Growing up on a ranch in Ingram, Texas, one of Chris Hughes’s first jobs was at the age of eight, cooking sausage and giving a sales pitch to customers at food shows. After leaving home for nearly 10 years, Hughes realized an operation like Broken Arrow Ranch was too fun and interesting to not be a part of. He returned home in 2005 to take over operation of Broken Arrow Ranch after receiving an engineering degree, completing his MBA and starting a family.  
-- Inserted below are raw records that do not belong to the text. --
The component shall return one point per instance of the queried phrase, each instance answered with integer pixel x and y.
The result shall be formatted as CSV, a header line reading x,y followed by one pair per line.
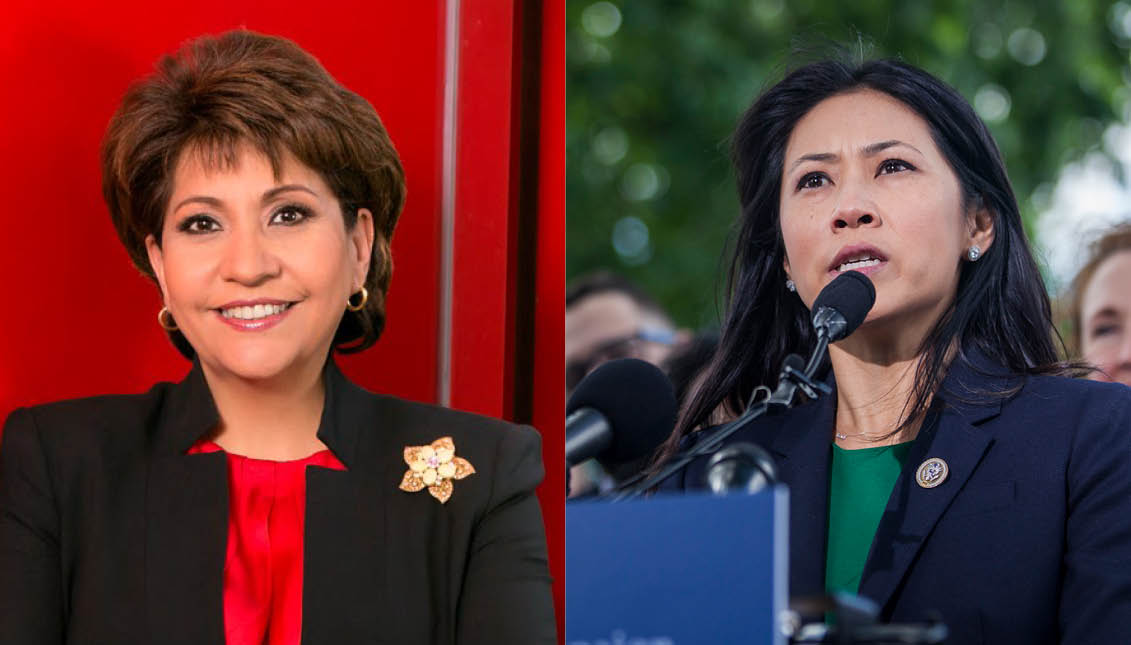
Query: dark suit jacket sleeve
x,y
31,596
1096,593
506,595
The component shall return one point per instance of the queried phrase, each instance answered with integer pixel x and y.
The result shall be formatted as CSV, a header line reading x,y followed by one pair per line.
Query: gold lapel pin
x,y
932,472
434,467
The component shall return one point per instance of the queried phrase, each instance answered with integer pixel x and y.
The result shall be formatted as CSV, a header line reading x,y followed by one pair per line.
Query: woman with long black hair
x,y
955,467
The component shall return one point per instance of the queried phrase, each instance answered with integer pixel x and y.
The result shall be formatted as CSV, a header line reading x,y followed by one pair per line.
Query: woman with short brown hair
x,y
265,498
1102,307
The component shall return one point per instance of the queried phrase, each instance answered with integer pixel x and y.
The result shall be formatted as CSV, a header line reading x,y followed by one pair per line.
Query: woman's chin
x,y
257,362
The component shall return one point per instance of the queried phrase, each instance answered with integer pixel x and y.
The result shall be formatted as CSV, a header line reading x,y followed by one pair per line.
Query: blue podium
x,y
679,569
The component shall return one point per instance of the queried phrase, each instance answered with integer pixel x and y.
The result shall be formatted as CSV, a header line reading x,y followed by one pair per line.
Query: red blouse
x,y
262,572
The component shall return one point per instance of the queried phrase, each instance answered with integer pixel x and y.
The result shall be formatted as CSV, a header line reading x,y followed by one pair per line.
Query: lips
x,y
864,258
253,315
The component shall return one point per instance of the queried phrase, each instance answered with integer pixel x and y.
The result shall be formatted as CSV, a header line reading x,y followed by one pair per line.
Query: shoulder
x,y
72,424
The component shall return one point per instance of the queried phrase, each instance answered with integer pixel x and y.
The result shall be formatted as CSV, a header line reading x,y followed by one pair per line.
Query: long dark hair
x,y
1001,307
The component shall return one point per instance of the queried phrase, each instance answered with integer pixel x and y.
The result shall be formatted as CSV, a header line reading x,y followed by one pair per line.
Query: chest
x,y
145,547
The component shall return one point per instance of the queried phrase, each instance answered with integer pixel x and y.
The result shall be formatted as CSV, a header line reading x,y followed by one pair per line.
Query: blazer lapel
x,y
343,576
186,527
913,510
801,445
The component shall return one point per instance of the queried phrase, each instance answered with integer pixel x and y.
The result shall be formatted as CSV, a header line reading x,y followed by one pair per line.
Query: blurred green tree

Hughes’ father, Mike Hughes, started Broken Arrow Ranch in 1983 for many reasons. The population of non-native deer and antelope introduced into Texas in the 1930’s had grown significantly, and there was no legal source for US venison. Mike Hughes found a way with Broken Arrow Ranch for chefs to obtain venison while helping to solve the growing population problem. To harvest deer without stress, Hughes built the first government approved mobile processing unit in the world, which allows them to quickly clean the animal and begin cooling to enhance quality, a practice they still use today. Throughout the years, they have grown the business to include other meats including wild boar, quail and pasture-raised lamb.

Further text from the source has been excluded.